I just don’t understand it. I don’t think many people do. Why the ambivalence for your stepping stone, the place that gave you your first chance?

That isn’t for us to answer, though. Only he really knows how he feels about his time in Ames, and it’s likely that he will be the only one to ever know.

That’s why it’s so hard for Cyclone fans, especially students, to have anything but disdain for him.

He was introduced at Hilton Coliseum through the game day tunnel and promised a lot of things. Even after two awful years, he still had much of the student body hopeful. 

For as long as I can remember, whenever I talk to Cyclone fans, there’s a common theme: They want to be competitive consistently. In general, ISU students and fans at large are an informed group. They know Iowa State will never be Alabama in football or Duke in basketball. They just want the chance to root for a team that’s in the hunt, with maybe a shot at jumping up and taking a swing at the big boys every once in a while.

What Chizik represented was just another mark in the loss column for Iowa State. Lost structure for the football team, lost recruits that could’ve made an impact, lost hope for the future.

Of course, that was where Rhoads stepped in. But that’s like getting remarried. You aren’t going to forget, or even necessarily forgive your ex-spouse if they cheated on you and left you for someone with a bigger house and more money.

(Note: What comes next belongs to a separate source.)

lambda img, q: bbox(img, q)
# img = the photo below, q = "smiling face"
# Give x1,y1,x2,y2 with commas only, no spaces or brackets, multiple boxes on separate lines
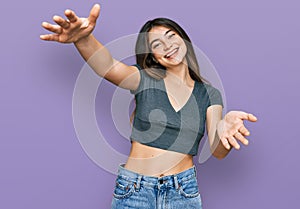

Sure, you’re happier than you’ve ever been and don’t wish it was any different, but when you see the ex and their new spouse driving past you in their shiny new Beemer, you kind of hope they turn into oncoming traffic; or break down at least.

Just don’t tell fans how to feel. Sure, we shouldn’t worry about what Auburn does, because let’s be honest, there’s no way that would’ve been Iowa State’s national championship game Monday night in Phoenix. But watching a man who used your favorite team or school reach the pinnacle of college football is like a giant punch in the stomach.

So forgive the fans if they aren’t happy about it. I don’t expect that to change any time soon, and if you know anything about the nature of sports and its fans, you won’t either.